Division of Vascular Surgery, University of Wisconsin School of Medicine and Public Health, Madison, Wisc.
Division of Vascular Surgery, University of Wisconsin School of Medicine and Public Health, Madison, Wisc.
J Vasc Surg. 2019 May;69(5):1379-1386. doi: 10.1016/j.jvs.2018.08.180. Epub 2018 Dec 28.

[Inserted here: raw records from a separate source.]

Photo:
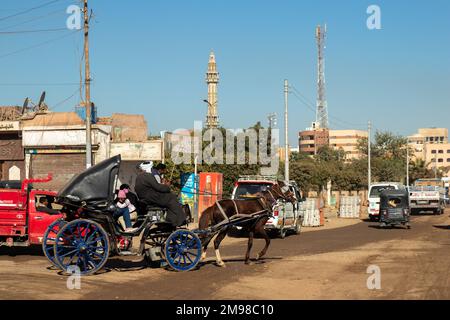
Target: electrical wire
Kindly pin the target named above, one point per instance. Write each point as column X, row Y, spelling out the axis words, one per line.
column 39, row 84
column 310, row 106
column 34, row 19
column 28, row 10
column 38, row 45
column 32, row 31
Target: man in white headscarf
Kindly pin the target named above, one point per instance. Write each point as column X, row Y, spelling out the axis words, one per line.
column 151, row 192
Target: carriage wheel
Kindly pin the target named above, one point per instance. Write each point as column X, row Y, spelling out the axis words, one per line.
column 49, row 238
column 83, row 246
column 183, row 250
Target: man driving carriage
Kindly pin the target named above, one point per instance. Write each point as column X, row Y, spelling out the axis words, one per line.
column 151, row 192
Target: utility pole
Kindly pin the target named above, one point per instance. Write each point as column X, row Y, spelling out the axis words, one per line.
column 286, row 134
column 87, row 81
column 369, row 173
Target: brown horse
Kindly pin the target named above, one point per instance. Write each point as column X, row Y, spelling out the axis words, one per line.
column 260, row 206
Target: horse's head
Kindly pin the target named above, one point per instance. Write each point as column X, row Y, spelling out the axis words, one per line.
column 283, row 190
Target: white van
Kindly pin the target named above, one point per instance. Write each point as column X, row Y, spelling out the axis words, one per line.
column 374, row 197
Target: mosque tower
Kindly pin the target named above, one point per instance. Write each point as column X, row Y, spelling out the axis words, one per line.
column 212, row 80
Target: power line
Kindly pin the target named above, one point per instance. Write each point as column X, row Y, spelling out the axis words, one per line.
column 38, row 45
column 34, row 19
column 66, row 99
column 29, row 10
column 32, row 31
column 310, row 105
column 39, row 84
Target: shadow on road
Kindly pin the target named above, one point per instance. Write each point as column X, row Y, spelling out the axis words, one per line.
column 22, row 251
column 442, row 227
column 388, row 227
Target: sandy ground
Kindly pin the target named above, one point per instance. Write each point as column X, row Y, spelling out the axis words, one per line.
column 322, row 263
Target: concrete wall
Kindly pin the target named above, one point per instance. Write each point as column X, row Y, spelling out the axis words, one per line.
column 139, row 151
column 62, row 166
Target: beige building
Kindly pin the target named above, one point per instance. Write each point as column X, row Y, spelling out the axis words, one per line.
column 432, row 146
column 438, row 156
column 348, row 141
column 420, row 142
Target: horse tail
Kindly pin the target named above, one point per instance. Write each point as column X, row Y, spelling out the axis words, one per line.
column 205, row 218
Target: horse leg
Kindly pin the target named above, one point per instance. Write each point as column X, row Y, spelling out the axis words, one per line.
column 260, row 230
column 249, row 247
column 205, row 248
column 217, row 242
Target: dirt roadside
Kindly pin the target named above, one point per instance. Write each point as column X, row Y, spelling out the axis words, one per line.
column 324, row 263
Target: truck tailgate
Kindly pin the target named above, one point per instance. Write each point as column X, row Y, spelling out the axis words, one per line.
column 12, row 208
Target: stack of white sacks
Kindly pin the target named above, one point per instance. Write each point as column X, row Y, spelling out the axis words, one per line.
column 350, row 207
column 311, row 213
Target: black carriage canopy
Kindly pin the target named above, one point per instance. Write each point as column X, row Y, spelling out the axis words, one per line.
column 94, row 184
column 394, row 198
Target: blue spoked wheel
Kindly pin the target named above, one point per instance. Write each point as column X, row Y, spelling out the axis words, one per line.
column 49, row 238
column 82, row 246
column 183, row 250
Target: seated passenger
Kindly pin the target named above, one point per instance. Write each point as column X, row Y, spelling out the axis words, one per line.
column 124, row 207
column 151, row 192
column 130, row 195
column 44, row 206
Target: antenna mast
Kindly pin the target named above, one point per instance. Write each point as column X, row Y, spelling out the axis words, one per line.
column 322, row 112
column 87, row 82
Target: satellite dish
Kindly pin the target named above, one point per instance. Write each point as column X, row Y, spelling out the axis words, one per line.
column 41, row 100
column 25, row 105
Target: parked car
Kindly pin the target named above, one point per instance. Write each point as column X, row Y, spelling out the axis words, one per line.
column 394, row 208
column 22, row 221
column 427, row 198
column 374, row 197
column 286, row 216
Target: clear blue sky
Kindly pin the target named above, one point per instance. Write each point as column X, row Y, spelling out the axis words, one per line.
column 150, row 57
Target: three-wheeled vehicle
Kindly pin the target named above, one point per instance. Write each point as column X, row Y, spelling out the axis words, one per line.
column 394, row 208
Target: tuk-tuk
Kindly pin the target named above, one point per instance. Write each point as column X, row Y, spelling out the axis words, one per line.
column 394, row 208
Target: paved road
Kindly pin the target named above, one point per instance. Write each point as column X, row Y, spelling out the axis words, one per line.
column 328, row 264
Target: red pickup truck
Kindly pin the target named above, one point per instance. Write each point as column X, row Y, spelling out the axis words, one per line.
column 23, row 219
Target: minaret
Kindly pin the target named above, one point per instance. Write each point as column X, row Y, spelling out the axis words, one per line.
column 212, row 79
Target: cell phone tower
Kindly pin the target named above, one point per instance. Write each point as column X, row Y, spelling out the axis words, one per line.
column 322, row 110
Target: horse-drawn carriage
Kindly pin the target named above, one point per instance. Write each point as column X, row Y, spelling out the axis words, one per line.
column 89, row 235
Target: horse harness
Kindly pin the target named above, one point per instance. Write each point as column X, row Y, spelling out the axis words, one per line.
column 238, row 215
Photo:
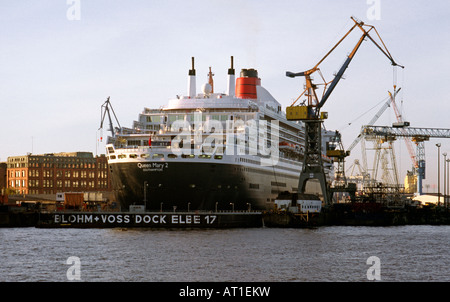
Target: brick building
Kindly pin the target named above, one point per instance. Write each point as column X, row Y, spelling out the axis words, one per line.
column 58, row 172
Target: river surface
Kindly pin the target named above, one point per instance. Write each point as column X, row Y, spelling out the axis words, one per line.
column 403, row 253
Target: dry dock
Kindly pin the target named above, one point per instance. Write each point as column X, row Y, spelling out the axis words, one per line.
column 149, row 220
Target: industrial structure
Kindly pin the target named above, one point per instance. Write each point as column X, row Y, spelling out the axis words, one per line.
column 309, row 112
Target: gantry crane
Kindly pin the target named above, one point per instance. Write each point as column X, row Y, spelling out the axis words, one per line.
column 312, row 117
column 105, row 109
column 418, row 135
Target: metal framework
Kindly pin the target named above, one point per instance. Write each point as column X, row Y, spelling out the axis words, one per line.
column 312, row 117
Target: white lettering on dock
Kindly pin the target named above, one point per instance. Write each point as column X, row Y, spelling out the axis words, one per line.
column 134, row 219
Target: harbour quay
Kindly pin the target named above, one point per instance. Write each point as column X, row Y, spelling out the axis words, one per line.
column 149, row 219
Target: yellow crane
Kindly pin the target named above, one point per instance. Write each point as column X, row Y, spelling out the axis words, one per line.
column 310, row 113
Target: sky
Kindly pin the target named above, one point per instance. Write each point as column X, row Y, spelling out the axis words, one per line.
column 61, row 59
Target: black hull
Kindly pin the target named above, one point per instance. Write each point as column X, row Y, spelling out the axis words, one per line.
column 195, row 186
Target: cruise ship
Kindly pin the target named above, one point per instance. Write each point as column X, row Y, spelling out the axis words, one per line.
column 210, row 151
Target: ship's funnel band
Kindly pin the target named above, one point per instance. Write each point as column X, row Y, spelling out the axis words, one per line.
column 246, row 84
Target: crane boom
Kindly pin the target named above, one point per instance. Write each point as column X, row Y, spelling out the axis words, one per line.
column 310, row 114
column 106, row 107
column 310, row 87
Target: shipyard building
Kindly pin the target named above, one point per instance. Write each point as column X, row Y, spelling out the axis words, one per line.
column 48, row 174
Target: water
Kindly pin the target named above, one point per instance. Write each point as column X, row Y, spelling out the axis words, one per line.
column 406, row 253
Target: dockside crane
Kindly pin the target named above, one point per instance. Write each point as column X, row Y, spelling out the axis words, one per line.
column 105, row 109
column 417, row 135
column 312, row 117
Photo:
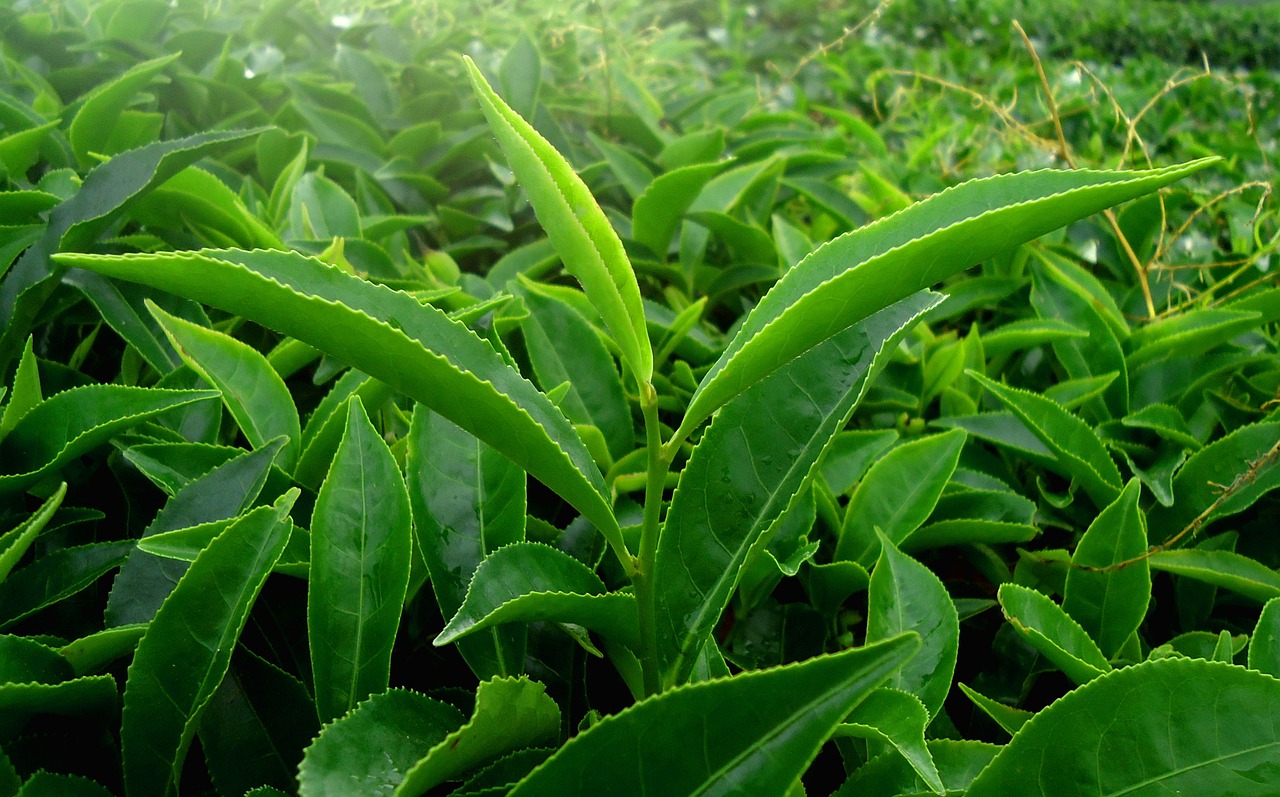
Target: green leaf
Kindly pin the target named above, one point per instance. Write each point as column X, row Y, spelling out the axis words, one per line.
column 530, row 581
column 748, row 468
column 469, row 500
column 1224, row 741
column 1110, row 604
column 220, row 494
column 575, row 224
column 1052, row 632
column 899, row 719
column 51, row 784
column 1238, row 459
column 100, row 111
column 862, row 271
column 904, row 595
column 897, row 494
column 1063, row 291
column 563, row 348
column 510, row 714
column 108, row 192
column 187, row 647
column 412, row 347
column 361, row 543
column 375, row 745
column 76, row 421
column 757, row 732
column 252, row 390
column 1077, row 448
column 658, row 210
column 1221, row 568
column 16, row 541
column 1005, row 715
column 1265, row 642
column 958, row 761
column 55, row 576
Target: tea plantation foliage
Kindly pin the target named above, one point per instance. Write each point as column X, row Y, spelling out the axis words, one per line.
column 638, row 398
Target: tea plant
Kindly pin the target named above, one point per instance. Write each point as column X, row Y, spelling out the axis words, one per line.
column 780, row 488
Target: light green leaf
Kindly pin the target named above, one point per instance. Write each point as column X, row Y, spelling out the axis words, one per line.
column 76, row 421
column 757, row 732
column 1110, row 604
column 862, row 271
column 530, row 581
column 1221, row 568
column 748, row 468
column 375, row 745
column 361, row 543
column 252, row 390
column 575, row 224
column 389, row 335
column 16, row 541
column 187, row 647
column 100, row 111
column 1077, row 448
column 1052, row 632
column 1225, row 740
column 469, row 500
column 510, row 714
column 899, row 719
column 904, row 595
column 897, row 494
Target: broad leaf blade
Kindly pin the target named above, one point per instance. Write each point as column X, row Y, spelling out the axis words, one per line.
column 1052, row 632
column 188, row 645
column 904, row 595
column 1110, row 603
column 755, row 732
column 575, row 224
column 1225, row 738
column 375, row 745
column 862, row 271
column 412, row 347
column 360, row 559
column 252, row 392
column 750, row 463
column 510, row 714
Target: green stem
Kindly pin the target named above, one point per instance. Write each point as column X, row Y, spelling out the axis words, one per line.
column 649, row 532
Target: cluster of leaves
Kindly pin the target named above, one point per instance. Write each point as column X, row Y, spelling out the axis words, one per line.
column 355, row 434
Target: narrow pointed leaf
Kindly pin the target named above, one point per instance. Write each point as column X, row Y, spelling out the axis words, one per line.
column 412, row 347
column 1221, row 568
column 1225, row 740
column 1110, row 603
column 529, row 581
column 74, row 224
column 371, row 749
column 252, row 390
column 1077, row 448
column 469, row 500
column 755, row 733
column 750, row 463
column 510, row 714
column 904, row 595
column 188, row 645
column 575, row 224
column 897, row 494
column 899, row 719
column 1052, row 632
column 361, row 543
column 862, row 271
column 73, row 422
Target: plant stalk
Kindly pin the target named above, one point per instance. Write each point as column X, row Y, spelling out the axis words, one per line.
column 649, row 532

Sarcopenia, as assessed by computed tomography (CT)-based measurements of muscle mass, is an objective and patient-specific indicator of frailty, which is an important predictor of operative morbidity and mortality. Studies to date have primarily focused on psoas-defined sarcopenia, which may not be valid among patients with thoracic aortic disease. Using psoas sarcopenia as the reference for sarcopenia, the purpose of this study was to create and to validate a new thoracic-level method of measuring sarcopenia as a novel method to assess frailty among patients undergoing thoracic endovascular aortic repair.
Prospectively collected data of patients undergoing thoracic endovascular aortic repair for thoracic aortic dissection, aneurysm, or injury using a conformable thoracic graft were reviewed. Patients with preoperative abdominal and thoracic CT imaging were included. Thoracic muscle mass was measured on axial images at the T12 level using our newly established standardized computer-assisted protocol. Psoas sarcopenia was measured at the L3 level using standard methods. Optimal sex-specific diagnostic T12 measurements were determined by receiver operating characteristic (ROC) curve analysis. A subset of scans were reviewed in duplicate by two trained observers and intraobserver and interobserver reliability tested by intraclass correlation coefficient. Agreement between T12 and L3 sarcopenia was tested by Cohen κ (scale, 0-1).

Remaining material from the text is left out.